Locate flat sections, specified by the ripple parameter, within data.

Usage

find.flats(x, fripple, minlen, fminlen, noutlier)

Value

find.flats returns a "Diflat" object. If there are no flats in the data then the result will be empty and have zero rows.

Arguments

x

a vector of real or integer values

fripple

height of flat as fraction (0 -- 1 excl.) of data range

minlen

minimum length of flat, in data points (absolute)

fminlen

minimum length of flat, as fraction (0 -- 1 excl.) of data length (relative)

noutlier

number of points outside the ripple range allowed to either side of source

Details

The detector scans every point in x to find the contiguous range of indices that lie within the ripple centered at the point's value.
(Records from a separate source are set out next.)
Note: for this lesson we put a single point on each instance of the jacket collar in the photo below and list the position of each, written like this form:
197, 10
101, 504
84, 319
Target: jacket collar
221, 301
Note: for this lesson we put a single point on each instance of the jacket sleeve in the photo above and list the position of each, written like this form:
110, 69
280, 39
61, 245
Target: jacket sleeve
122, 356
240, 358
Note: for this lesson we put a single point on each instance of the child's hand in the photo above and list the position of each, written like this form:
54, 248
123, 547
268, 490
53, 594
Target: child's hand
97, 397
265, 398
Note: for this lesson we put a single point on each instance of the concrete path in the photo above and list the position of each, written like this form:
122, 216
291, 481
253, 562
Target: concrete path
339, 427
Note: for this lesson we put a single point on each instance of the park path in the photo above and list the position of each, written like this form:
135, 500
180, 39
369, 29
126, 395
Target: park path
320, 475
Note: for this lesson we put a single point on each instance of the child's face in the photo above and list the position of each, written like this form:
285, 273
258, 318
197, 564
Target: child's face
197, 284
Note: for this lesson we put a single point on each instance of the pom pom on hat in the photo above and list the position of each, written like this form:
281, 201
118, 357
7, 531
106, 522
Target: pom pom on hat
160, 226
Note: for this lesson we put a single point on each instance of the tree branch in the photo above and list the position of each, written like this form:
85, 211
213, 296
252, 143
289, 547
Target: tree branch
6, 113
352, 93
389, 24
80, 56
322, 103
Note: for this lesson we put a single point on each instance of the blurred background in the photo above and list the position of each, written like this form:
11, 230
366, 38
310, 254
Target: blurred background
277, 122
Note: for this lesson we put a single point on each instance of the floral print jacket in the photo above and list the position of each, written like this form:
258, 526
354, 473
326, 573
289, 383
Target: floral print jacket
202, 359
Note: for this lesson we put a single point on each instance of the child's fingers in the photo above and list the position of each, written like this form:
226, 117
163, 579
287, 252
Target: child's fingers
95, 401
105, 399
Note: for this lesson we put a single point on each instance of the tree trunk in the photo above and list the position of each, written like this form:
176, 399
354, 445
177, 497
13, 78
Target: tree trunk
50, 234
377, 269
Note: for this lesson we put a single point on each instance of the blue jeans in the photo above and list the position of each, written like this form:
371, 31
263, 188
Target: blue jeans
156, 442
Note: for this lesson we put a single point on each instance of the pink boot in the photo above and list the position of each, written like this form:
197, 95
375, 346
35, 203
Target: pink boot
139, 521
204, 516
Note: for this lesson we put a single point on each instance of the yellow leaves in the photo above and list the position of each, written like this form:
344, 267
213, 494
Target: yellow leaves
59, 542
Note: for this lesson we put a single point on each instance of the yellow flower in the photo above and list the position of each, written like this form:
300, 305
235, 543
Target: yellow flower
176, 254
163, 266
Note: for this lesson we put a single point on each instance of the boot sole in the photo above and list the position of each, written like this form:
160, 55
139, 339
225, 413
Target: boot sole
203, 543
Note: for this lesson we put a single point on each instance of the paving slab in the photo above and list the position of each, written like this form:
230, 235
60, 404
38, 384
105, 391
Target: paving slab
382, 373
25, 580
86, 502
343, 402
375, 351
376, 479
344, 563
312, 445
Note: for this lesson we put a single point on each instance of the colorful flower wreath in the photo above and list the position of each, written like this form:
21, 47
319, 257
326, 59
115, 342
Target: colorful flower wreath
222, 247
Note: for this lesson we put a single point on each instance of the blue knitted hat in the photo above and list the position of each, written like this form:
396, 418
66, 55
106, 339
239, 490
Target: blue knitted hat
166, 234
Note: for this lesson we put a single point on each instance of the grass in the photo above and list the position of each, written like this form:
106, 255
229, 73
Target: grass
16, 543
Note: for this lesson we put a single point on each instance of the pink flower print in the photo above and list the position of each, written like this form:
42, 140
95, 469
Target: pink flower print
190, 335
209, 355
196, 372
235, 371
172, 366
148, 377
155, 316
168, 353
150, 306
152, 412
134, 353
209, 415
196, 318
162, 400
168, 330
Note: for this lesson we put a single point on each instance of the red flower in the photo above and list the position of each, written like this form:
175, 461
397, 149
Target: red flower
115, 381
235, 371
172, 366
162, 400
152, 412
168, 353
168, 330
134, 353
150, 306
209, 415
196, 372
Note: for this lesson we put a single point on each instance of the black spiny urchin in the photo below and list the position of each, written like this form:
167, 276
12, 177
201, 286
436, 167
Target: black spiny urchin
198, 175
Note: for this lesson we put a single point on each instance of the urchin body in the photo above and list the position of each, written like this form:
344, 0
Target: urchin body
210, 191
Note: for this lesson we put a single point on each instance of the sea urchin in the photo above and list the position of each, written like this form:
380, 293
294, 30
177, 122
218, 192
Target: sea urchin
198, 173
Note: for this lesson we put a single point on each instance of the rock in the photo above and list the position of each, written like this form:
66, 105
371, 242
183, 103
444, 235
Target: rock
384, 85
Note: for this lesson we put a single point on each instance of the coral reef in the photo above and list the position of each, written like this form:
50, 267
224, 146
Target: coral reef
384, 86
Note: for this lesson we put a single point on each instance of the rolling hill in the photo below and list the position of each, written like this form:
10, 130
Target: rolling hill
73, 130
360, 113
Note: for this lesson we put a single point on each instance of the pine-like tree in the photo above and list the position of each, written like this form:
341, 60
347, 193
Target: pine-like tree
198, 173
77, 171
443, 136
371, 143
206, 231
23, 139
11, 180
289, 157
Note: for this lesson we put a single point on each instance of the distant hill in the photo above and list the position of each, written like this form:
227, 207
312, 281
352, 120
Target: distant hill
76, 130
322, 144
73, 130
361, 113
The algorithm allows noutlier points to each side of the source point (so the total can be twice this), but not as the first or last points. In other words, the endpoints of the flat will be within the ripple specification. Flats must have a length of the larger of minlen or the relative fminlen of length(x), counting that portion not covered by a longer flat. Flats may therefore overlap, but only if the extension meets the length requirement. Flats are reported for their original extent and not the exposed portion.

The algorithm will ignore non-finite values in x, but the endpoints of the features apply to the original, unscreened data.

The arguments correspond to options "flat.fripple", "flat.minlen", "flat.fminlen", and "flat.noutlier". These are provided when called within Dimodal; this function does not access Diopt directly.

This function is not exported from the Dimodal package, but may be useful on its own for any signal. Within Dmodal it is followed by a call to shiftID.place to move indices to the original data grid.

The detector switches its scan algorithms based on the data size. The base approach, which scans outward from each source point, is O(n Lflat) in time and O(n) in memory, where Lflat is the average length of all ranges. This is usually a substantial fraction of the data, a third to half, so the algorithm is essentially O(n^2). For larger data sets it switches to a segtree-based search that has a high overhead. The time complexity is not known, and the memory consumption is still O(n). The second approach runs faster with more than 10 thousand data points, and is an order of magnitude quicker for 100 thousand points.